【F1第9戦予選の要点】最大の好敵手ノリスに0.2秒の大差。予選の名手に成長したピアストリ
2025年シーズン9戦目を迎えたF1スペインGPでも依然としてマクラーレンの優位は明らかで、ポールポジション争いはランド・ノリスとオスカー・ピアストリのふたりに絞られた。予選Q1、Q2とピアストリがトップタイムをマーク。しかし、ノリスはQ2で0.058秒差の2番手で食い下がった。
そんな状況で迎えた最終Q3、最初のアタックで1分11秒836の暫定トップタイムを叩き出したピアストリに、担当エンジニアのトム・スタラードから無線が入った。
トム・スタラード「ランドがすぐ後ろからアタックラップに入るぞ」
ピアストリ「cheeky」
ピアストリが実際に発したcheekyという単語は、あつかましいとか図々しい、生意気なといった意味だ。日本人的には、先輩に対して使うには少し躊躇する単語だ。
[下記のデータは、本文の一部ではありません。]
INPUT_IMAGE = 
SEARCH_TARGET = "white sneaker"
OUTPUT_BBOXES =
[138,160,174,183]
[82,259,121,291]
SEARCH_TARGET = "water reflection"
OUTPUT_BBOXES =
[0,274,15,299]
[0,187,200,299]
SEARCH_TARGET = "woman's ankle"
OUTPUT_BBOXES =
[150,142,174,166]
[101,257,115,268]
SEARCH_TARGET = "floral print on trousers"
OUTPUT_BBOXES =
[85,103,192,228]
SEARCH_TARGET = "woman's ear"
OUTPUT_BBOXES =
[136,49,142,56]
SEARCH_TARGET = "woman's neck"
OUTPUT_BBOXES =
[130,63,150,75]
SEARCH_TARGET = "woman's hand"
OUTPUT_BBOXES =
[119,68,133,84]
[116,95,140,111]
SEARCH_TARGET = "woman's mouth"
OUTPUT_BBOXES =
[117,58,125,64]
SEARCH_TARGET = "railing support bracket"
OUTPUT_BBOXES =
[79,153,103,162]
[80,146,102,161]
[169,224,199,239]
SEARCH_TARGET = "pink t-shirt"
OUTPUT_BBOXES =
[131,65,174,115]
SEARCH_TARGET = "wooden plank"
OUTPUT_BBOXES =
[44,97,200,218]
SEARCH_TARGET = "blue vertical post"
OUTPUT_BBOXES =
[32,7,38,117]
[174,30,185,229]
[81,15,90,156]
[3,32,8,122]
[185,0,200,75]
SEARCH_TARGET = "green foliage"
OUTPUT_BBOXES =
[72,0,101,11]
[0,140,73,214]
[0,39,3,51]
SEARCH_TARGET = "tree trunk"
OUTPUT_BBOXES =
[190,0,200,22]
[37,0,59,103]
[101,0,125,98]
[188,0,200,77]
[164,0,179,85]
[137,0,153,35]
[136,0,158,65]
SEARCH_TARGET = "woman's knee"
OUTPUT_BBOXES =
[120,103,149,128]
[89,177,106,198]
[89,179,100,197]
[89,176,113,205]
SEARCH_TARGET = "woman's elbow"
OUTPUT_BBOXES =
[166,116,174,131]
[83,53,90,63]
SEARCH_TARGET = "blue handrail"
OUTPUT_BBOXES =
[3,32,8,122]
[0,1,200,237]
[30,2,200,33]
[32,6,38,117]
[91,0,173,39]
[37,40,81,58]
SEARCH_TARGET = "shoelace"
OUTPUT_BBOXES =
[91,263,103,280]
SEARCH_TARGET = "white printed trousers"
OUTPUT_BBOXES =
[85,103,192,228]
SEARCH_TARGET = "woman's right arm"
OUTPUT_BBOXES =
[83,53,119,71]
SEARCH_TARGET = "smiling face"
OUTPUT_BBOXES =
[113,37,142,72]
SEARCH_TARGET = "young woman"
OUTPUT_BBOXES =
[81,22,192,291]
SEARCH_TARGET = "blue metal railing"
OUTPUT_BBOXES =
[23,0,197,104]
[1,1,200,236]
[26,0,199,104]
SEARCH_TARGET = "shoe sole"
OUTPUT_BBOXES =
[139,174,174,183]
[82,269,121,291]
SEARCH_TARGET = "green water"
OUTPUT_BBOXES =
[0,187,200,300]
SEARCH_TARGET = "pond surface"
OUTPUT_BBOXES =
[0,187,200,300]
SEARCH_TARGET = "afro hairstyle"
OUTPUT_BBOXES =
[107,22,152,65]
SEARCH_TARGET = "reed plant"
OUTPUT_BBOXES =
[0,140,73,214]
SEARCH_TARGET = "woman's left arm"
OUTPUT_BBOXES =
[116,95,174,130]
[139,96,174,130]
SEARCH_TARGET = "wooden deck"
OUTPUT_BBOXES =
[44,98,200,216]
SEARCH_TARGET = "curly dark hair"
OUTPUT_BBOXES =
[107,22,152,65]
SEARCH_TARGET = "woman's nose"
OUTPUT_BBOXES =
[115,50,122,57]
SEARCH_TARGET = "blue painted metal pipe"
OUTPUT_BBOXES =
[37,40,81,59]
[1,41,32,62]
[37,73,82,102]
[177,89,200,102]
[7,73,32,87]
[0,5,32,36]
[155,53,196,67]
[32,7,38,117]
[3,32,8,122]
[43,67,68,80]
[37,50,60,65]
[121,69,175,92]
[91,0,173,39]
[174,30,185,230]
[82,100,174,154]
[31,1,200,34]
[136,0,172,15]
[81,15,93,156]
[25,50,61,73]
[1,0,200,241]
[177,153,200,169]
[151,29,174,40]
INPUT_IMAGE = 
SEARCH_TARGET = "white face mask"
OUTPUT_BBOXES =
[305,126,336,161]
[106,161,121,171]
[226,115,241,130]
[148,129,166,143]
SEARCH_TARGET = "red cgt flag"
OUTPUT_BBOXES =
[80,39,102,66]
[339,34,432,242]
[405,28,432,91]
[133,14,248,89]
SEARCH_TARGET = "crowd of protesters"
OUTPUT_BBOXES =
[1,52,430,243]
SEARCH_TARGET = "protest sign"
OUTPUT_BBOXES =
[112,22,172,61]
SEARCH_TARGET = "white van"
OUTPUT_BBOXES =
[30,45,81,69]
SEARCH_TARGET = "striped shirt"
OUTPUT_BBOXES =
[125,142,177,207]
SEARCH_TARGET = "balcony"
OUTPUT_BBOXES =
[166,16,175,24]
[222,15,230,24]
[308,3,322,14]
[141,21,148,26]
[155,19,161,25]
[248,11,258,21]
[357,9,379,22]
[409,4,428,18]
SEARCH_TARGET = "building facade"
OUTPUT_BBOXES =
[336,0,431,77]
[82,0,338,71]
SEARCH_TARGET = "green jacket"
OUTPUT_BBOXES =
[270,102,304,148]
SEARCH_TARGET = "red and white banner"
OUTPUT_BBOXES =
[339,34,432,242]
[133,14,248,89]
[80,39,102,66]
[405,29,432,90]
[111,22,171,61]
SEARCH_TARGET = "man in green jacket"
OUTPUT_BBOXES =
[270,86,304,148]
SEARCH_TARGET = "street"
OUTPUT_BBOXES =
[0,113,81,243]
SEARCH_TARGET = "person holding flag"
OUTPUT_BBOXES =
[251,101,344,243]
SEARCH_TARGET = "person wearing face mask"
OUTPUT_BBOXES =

しかしピアストリにしてみれば、『自分に黙ってトウ(スリップストリーム)を使うなんて許さない』とでも考えたのだろうか。
するとピアストリはフィニッシュラインを越えるや、極端に減速した。それでもノリスは0.017秒差で、ピアストリを暫定ポールの座から引きずり下ろした。ただ、セッション終盤の最後のアタックで、ピアストリは自己ベストを約0.3秒縮める1分11秒546を記録。その直前に最後のアタックを終えていたノリスは、セクター2、3で自己ベストを更新できず。ピアストリが今季4度目のポールポジションを獲得した。
現在、ドライバーズランキング首位を走るピアストリ。もともとレースでは抜群の安定性を誇り、2024年の第4戦エミリアロマーニャGP以来、26戦連続入賞(うち6勝を含む15回の表彰台)の記録を続けている。
それに加えて今年のピアストリは、本人も課題だと言っていた予選の速さが大きく改善された。去年は20勝4敗でノリスが圧倒していたのが、今季は前戦モナコGPまでで4勝4敗。そして今回、ついにノリスを上回った。ちなみに今季のポール獲得数も、ノリスの2回に対してピアストリはすでに4回だ。
予選後のインタビューでピアストリは、「12カ月前に比べたら、大きく逆転できた」と、喜びを語っていた。確かに去年のスペインGP予選は、ポールポジションを獲得したノリスに対し、ピアストリはタイム抹消やコースオフで10番手に終わっていた。
そして今回の0.209秒というふたりの差は、今季これまでで最も大きい差だ。予選でもレースでも進化が止まらないピアストリに、ノリスが心中穏やかでないのは確かだろう。